Evan Medeiros, an Asia analyst at the Carnegie Endowment for International Peace, has said a visit now by the sitting U.S. speaker could be “very destabilizing.”

“I think the United States needs to say less and do more, with a greater focus on deterrence and less commentary and discussion about actual U.S. policy, which is muddying the waters,” Medeiros said. “I see hardening positions on all sides, especially in mainland China. I see growing military capabilities.”

Pelosi’s appearance on the island likely will be read by Chinese officials as saying more, akin to Biden several times saying the U.S. would respond militarily if China invades Taiwan.

“I worry less about the outbreak of armed conflict — an actual amphibious assault on the part of the People’s Republic of China. What I worry about is a convergence of trends that could precipitate a fourth Taiwan Strait crisis,” Medeiros said. “I am concerned that if Beijing becomes sufficiently frustrated [or] anxious that it [will] decide to throw the equivalent of a strategic brushback pitch against Taiwan.”

And that could put the region on “a dangerous trajectory because of growing anxieties, concerns, [and] changes in intentions and [military] capabilities,” he added.

On the latter point, the Senate Foreign Relations Committee is slated to mark up legislation Wednesday that would allow Washington to sell deterrent, not just defensive, weapons to Taiwan.
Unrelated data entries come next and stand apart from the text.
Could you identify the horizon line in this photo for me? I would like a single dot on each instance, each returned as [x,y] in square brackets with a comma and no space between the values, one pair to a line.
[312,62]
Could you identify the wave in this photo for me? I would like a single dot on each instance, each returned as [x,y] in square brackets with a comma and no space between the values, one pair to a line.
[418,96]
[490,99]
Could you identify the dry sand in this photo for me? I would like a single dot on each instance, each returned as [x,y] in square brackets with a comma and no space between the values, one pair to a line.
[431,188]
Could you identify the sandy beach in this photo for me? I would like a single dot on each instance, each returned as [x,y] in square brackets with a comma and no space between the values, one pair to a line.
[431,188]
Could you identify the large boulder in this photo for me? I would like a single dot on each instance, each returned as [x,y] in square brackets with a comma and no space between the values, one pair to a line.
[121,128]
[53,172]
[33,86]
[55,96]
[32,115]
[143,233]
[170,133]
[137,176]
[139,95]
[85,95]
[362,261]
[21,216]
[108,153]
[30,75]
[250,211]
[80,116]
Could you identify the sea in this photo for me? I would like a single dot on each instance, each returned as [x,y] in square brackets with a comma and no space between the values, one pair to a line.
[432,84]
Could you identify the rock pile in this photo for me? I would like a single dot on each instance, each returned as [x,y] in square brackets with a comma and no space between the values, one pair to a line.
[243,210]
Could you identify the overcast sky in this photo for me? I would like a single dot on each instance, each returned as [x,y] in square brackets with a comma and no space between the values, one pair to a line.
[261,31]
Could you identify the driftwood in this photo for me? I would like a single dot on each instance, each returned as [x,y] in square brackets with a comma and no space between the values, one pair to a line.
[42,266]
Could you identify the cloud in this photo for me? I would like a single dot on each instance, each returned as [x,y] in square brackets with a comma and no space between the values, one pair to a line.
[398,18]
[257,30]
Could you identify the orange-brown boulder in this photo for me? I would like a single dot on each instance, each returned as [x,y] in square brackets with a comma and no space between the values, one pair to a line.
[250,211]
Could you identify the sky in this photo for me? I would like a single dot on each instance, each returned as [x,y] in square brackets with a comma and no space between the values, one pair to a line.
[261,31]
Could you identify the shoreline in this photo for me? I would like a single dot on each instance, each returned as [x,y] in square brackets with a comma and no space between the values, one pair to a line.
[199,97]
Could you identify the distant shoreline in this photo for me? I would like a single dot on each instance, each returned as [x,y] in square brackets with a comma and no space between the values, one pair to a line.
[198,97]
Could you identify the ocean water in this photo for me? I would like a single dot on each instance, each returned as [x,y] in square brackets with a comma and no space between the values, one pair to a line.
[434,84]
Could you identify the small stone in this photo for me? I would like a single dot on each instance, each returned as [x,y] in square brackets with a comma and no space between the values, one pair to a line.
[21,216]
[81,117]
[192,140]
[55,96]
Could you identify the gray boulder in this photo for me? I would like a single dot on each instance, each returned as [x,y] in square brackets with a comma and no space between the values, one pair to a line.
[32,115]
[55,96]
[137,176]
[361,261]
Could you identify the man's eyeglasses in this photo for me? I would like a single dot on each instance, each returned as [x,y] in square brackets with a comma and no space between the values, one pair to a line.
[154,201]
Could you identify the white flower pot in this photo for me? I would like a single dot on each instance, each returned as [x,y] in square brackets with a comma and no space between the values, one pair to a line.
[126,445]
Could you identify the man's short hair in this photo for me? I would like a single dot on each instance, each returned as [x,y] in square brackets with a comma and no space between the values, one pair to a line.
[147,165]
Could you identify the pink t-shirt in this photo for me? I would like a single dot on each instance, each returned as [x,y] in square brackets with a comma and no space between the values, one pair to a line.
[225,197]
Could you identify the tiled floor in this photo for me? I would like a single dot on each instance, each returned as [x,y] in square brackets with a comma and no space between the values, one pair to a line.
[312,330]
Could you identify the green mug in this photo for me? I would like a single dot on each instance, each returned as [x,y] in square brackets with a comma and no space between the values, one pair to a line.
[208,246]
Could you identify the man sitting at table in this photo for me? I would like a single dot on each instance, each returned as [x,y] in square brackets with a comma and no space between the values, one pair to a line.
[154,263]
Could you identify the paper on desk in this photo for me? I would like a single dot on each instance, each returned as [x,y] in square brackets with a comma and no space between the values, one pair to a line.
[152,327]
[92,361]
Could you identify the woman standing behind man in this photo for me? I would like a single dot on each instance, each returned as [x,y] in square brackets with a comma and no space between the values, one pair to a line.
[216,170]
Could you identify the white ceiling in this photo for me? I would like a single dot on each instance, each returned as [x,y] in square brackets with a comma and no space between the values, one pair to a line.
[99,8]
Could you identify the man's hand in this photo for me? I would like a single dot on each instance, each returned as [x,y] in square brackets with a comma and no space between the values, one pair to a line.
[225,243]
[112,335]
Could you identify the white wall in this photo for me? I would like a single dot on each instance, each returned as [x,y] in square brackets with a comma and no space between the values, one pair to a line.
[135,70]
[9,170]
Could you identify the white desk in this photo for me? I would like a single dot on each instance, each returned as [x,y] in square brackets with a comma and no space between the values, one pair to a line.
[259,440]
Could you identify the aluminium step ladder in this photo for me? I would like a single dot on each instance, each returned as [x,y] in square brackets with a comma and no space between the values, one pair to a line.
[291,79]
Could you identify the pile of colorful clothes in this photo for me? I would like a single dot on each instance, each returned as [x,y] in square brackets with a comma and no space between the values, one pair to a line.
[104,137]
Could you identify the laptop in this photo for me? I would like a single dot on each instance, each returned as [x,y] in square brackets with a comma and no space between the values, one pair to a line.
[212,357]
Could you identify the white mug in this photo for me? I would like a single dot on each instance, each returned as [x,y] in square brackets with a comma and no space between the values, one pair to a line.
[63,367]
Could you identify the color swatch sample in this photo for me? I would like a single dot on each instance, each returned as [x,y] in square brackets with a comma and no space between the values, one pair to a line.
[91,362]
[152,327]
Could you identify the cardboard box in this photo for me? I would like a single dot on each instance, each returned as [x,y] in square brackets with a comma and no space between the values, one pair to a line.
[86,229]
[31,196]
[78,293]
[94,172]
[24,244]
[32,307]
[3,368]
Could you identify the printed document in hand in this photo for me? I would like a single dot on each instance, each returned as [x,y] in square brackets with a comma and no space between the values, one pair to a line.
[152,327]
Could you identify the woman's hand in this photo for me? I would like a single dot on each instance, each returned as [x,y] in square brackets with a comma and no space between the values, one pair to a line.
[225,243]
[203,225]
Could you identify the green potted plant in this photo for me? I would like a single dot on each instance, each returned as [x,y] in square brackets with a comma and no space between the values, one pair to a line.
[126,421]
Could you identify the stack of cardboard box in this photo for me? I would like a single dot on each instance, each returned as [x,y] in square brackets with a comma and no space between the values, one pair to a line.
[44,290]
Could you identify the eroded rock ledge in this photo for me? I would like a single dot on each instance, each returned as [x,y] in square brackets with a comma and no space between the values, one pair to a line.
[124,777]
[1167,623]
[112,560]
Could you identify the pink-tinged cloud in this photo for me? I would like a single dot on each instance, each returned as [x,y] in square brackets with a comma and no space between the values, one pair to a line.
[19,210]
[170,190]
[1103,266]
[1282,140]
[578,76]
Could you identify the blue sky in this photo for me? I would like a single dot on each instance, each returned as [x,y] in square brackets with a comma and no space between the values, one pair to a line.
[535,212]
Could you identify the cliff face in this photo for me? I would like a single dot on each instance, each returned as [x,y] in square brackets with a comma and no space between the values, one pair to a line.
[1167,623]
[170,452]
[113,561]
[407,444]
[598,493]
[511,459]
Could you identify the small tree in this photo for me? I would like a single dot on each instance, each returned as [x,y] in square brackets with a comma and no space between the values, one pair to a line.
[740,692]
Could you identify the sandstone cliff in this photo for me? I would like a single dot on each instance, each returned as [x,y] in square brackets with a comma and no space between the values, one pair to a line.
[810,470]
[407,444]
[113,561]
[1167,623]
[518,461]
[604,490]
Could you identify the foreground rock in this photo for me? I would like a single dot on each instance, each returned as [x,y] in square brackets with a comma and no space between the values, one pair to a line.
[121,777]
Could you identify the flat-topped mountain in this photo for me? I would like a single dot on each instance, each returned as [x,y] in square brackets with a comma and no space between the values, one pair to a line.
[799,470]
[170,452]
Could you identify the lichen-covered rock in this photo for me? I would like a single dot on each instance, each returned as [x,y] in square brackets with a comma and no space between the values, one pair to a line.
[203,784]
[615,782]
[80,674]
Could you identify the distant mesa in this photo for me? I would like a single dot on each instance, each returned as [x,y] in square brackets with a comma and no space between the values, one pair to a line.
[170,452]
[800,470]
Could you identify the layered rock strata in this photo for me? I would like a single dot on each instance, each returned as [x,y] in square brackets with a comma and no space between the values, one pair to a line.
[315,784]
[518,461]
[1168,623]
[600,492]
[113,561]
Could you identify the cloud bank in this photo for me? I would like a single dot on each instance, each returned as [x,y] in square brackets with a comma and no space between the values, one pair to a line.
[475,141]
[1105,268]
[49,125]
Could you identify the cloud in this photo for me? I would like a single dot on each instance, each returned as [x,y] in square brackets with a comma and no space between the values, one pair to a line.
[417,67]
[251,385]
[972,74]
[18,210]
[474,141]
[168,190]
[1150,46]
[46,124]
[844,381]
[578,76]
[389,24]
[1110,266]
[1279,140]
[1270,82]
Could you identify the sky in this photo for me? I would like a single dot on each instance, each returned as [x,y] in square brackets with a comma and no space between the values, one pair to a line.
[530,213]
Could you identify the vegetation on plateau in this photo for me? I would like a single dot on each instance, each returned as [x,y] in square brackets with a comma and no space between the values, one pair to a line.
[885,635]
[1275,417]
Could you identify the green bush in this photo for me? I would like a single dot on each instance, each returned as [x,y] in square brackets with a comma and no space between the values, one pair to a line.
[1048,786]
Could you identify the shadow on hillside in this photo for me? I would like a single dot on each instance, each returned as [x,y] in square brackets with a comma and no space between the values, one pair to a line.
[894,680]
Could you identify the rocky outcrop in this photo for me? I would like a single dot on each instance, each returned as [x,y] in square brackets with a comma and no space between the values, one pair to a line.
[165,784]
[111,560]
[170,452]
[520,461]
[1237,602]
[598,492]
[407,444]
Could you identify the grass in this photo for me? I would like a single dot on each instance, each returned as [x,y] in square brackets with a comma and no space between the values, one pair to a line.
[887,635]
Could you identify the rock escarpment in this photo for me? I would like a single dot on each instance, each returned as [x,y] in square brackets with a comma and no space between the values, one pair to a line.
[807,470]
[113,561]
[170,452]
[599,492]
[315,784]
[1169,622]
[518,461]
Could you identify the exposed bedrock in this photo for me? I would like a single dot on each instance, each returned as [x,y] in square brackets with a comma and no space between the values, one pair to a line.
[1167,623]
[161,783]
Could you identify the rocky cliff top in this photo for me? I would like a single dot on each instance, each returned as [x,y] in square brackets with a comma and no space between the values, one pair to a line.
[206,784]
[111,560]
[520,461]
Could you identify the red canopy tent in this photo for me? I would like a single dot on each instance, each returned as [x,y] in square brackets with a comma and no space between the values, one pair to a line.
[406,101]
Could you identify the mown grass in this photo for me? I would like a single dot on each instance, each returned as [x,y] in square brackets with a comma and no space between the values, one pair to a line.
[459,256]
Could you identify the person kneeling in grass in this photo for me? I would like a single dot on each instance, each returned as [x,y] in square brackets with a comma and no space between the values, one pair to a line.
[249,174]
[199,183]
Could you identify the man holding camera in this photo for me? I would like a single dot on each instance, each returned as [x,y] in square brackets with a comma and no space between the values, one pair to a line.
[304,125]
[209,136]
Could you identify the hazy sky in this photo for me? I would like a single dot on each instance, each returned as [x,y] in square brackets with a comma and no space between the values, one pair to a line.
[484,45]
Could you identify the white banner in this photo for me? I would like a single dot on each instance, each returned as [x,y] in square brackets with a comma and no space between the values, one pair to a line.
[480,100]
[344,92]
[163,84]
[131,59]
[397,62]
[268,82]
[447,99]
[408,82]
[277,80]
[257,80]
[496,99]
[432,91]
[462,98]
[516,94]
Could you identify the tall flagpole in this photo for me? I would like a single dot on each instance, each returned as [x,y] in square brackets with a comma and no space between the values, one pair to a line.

That would be doing more in the long term than a congressional delegation spending a few hours on Taiwanese soil.

Republican support

As the White House was cool to the visit — before Monday, that is — GOP lawmakers found themselves in an odd position: supporting something Pelosi might do.

Senate Minority Leader Mitch McConnell said it was “unseemly and counterproductive” for the Biden administration to publicly discourage the trip.

“I welcome the speaker’s display for support for Taiwan’s democracy,” the Kentucky Republican said. “But I hope she returns from Asia more mindful of the military dimensions of the Chinese threat and more committed to working with Republicans to address the changing balance of military power out in the region.”

House Foreign Affairs ranking member Michael McCaul, R-Texas, told Fox Business on July 29, “Members of Congress who go to Taiwan show our commitment to Taiwan against Communist China, irrespective of party, and the speaker is included.”

Opting against going would show that the United States is “intimidated so much by them that we’re giving in to their whims. I think she should go,” McCaul said.

“It is Speaker Pelosi’s decision alone on whether or not to travel to Taiwan, not any other country,” Illinois GOP Rep. Darin LaHood, co-chair of the U.S.-China working group, told CNN. “In our democratic system, we operate with separate but equal branches of government.”

“It is inappropriate for foreign governments, including the Chinese government, to attempt to influence the ability or the right to travel for the speaker, members of Congress or other U.S. government officials to Taiwan or anywhere else around the world,” LaHood added.

McCaul, who was invited to join the speaker but declined, said Pelosi’s visit would serve another purpose.

“I plan to go there as well, and I think members of Congress should go to show we are committed to them,” he said, “particularly as China is now threatening Taiwan, just like [Russian President Vladimir Putin] threatened Ukraine.”